A view from the director’s chair behind the magic of making “Jack and the Beanstalk.”

Making the streamed production possible at all took its own magic. For starters, the team had to choose a platform. “As we were trying to figure out what form the show was going to take in this virtual world, one of the things we thought a lot about was the potential for internet problems with the actors being all far away from each other,” explained Emma Watt, the A.R.T. line producer, who oversaw the logistics. Besides sending cast members microphones, lights, and green screens, she described the various Zoom configurations the team had to manage. These ranged from a full-cast read-through of the script to the separate “rooms” that allowed director Rebecca Aparicio to work with actors while music director Ian Chan ’22 separately led rehearsals from his home in Toronto. (Chan and Riew created last year’s “Thumbelina.”) While the cast could act out their roles solo — playing against the portable green screens — producing a socially distanced musical had its own unique wrinkles. “The ability of people to sing together over Zoom is really tough because of the [delays],” said Watt.
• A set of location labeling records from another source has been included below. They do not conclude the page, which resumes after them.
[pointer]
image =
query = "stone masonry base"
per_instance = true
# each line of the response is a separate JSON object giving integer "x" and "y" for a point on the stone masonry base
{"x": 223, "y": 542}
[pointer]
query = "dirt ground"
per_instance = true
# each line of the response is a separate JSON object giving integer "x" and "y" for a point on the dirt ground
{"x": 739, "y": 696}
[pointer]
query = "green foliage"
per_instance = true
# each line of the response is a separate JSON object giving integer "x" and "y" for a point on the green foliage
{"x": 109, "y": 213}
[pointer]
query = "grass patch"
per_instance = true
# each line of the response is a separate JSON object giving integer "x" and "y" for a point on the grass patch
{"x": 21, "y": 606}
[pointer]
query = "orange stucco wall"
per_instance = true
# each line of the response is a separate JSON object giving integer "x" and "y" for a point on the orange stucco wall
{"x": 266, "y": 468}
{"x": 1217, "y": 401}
“We taught every single person their individual ensemble line,” recalled Riew. Because of the lag time on Zoom, these lines were only blended in the studio. “We never actually heard anyone sing harmonies live together.”
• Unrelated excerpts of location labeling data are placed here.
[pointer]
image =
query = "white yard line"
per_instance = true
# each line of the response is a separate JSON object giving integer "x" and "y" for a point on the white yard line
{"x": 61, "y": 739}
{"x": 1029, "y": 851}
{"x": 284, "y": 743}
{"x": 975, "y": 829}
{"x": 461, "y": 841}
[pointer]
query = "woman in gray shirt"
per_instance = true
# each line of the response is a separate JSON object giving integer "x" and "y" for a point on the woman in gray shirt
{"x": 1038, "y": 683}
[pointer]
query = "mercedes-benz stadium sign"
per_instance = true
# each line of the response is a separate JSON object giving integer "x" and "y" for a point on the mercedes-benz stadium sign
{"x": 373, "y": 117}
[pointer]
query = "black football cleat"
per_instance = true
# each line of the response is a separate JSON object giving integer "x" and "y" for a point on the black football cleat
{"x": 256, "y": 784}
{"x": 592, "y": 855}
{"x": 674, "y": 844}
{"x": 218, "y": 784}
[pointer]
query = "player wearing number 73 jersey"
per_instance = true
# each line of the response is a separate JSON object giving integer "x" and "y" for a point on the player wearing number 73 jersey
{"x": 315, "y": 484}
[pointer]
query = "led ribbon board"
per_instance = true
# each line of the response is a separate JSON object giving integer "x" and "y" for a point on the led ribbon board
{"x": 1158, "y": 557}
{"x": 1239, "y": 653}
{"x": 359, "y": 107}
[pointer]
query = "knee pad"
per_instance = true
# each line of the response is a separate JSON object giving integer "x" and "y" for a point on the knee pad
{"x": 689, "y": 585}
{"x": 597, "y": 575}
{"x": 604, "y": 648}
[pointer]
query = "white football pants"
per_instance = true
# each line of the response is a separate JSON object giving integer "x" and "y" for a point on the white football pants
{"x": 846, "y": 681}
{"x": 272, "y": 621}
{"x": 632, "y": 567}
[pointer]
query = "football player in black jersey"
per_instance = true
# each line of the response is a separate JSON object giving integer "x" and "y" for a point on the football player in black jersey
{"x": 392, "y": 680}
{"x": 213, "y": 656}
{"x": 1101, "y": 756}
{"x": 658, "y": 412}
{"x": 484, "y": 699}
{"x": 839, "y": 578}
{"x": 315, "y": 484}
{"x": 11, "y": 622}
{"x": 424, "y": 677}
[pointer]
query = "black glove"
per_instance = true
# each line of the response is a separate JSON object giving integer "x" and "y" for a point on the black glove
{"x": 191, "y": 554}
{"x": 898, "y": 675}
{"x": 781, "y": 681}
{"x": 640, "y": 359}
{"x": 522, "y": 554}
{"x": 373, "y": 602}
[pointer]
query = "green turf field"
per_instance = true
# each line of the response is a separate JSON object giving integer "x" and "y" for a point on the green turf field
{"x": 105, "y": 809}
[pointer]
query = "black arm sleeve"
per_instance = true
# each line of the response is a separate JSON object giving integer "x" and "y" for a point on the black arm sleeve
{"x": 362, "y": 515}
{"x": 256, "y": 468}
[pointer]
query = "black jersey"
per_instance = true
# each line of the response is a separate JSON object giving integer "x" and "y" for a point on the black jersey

For first-year Nikita Nair, who plays Jack, “This show was an amazing way to get back into the theater.”

“My entire room just essentially turned into a recording studio,” said the San Diego resident. She described the big umbrella lights on either side of her bed and the green screen that took up the back wall. “I had 2 feet of space to get all the acting and everything that we needed done.” To make it work, she drafted family members to help. Although her sisters Eshi and Ankita can’t be seen on screen, they filled in for socially distanced castmates — dropping the magic beans into Jack’s hand, for example. At other times, Nair would act toward a piece of tape that marked off a particular character’s height. “The cast was so amazing,” she said. “I don’t know how this group of people was able to come together, but I can’t imagine a more perfect group.
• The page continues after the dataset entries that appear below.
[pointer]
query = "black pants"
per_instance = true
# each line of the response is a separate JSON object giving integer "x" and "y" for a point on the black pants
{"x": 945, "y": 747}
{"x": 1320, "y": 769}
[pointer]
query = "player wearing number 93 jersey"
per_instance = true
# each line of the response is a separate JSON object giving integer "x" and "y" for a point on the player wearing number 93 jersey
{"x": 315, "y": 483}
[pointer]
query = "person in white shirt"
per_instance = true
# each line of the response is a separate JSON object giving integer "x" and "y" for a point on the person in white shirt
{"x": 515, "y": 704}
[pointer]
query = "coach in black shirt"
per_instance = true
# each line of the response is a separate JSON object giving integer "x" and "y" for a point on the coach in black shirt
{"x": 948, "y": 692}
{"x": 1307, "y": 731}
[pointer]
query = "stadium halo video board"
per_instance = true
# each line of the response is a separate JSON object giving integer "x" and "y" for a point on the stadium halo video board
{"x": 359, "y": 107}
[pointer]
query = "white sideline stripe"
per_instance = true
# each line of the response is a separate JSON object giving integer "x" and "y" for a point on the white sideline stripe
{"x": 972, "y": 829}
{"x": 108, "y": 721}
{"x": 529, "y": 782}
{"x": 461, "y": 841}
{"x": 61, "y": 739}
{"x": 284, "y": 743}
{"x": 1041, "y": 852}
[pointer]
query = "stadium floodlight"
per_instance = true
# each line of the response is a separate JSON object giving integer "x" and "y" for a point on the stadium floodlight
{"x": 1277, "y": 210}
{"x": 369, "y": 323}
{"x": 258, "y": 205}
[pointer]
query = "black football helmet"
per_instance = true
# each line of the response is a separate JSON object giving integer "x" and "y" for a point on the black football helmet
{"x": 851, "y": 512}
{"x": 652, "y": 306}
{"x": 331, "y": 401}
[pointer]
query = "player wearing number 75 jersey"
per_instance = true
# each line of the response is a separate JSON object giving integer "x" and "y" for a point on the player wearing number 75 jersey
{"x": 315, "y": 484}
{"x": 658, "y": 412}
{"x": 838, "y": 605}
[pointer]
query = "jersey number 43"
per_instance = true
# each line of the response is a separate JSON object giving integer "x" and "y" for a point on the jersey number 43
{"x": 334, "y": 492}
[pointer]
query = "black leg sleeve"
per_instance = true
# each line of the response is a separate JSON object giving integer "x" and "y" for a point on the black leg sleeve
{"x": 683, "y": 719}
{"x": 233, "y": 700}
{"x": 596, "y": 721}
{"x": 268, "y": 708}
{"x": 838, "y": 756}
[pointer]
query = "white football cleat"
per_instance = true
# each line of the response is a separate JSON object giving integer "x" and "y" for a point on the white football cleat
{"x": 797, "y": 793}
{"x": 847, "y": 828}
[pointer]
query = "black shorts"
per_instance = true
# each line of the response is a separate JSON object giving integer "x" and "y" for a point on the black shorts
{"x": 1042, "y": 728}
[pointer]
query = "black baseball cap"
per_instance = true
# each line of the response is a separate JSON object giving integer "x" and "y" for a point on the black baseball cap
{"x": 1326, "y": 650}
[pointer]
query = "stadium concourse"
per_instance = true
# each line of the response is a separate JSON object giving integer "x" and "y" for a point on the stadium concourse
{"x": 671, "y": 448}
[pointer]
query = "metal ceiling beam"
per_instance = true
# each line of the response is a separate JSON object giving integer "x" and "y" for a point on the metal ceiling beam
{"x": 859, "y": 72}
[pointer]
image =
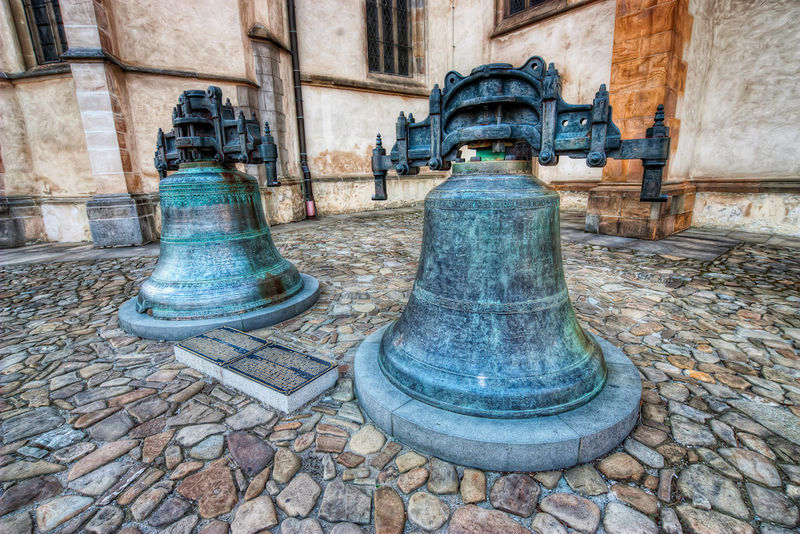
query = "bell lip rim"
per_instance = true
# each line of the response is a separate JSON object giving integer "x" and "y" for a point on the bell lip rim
{"x": 519, "y": 445}
{"x": 496, "y": 414}
{"x": 148, "y": 327}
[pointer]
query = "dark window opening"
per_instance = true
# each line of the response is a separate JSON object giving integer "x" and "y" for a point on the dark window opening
{"x": 518, "y": 6}
{"x": 46, "y": 29}
{"x": 389, "y": 36}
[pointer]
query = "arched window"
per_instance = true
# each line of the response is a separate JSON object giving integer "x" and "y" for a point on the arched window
{"x": 46, "y": 30}
{"x": 389, "y": 36}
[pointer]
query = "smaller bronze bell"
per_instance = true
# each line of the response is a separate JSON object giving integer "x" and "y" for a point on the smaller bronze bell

“Especially as a remote freshman, it was very easy to detach from the Harvard experience because as soon as I exited out of my hybrid class it was like I was out of College and back in my room, where I’ve been for the last 10 years,” said Nair, who is thinking of concentrating in astrophysics or cellular or molecular biology. “This really was a nice way to reenter into the overall College experience and interact with people.”